학술논문

5 Research
Document Type
Book
Source
Art + Archive: Understanding the archival turn in contemporary art. :150-187
Subject
Language
Abstract
Art and research are connected in three distinct ways in the years surrounding the turn of the twenty-first century. Artists are compared to researchers in terms of the methodology they use and the themes they investigate, and artworks visually resemble research activities or research results. During this period there is also a significant increase in studio-based PhD programmes, which means that artists literally become academic researchers, incorporating their practices within the broader university system. The chapter consider the overt and implied assumptions involved in comparing the artist to a researcher. Artists’ use of text and their interest in marginal and mystical figures are analysed through specific works by Tacita Dean, Simon Starling and Joachim Koester. They are shown to mobilise a notion of historical research in part driven by chance, serendipity and a kind of mystical connection to historical figures or events, while also continuously pointing out that they are themselves unreliable narrators or that the facts they deal with are uncertain. The chapter ends with a discussion of artworks that use the index and footnote as forms of academic research and referentiality.
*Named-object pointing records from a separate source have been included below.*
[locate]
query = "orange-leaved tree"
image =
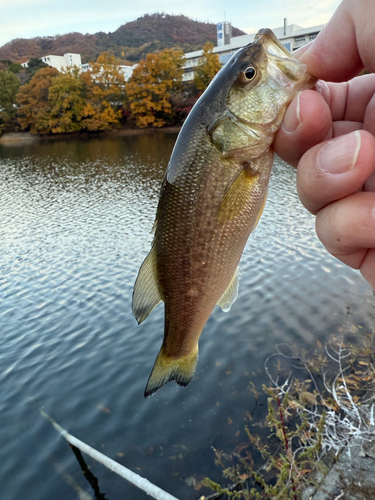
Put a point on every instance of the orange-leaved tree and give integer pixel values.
(67, 99)
(34, 105)
(209, 65)
(153, 82)
(105, 93)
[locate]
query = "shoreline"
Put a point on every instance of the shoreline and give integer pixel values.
(15, 138)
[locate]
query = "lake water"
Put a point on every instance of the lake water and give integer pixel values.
(75, 221)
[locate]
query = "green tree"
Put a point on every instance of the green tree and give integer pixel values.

Art + archive: Understanding the archival turn in contemporary art examines the meaning and function of the notion of the archive in art writing and artistic practices c. 1995–2015. The book takes on one of the most persistent buzzwords in the international artworld, adding nuance and context to a much-discussed but under-analysed topic.The study’s first part outlines key texts about archive art, the interdisciplinary theories these build on, and the specific meaning the archive comes to have when it is brought into the artworld. The second part examines the archive art phenomenon in relation to materiality, research, critique, curating and temporality. Instead of approaching the archive as an already defined conceptual tool for analysing art, the book rethinks the so-called archival turn, showing how the archive is used to point to, theorise and make sense of a number of different conditions and concerns deemed to be urgent and important at the turn of the twenty-first century. These include the far-reaching implications of technological changes; the prevalence of different forms of critique of normative structures; changes to the view of the art object; and the increasing academicisation of artistic practices. This book shows that the archive is adaptable and elastic, but that it is also loaded with a great deal of theoretical baggage. It clarifies why, how and with what consequences the archive is referenced and mobilised by contemporary artists and art writers.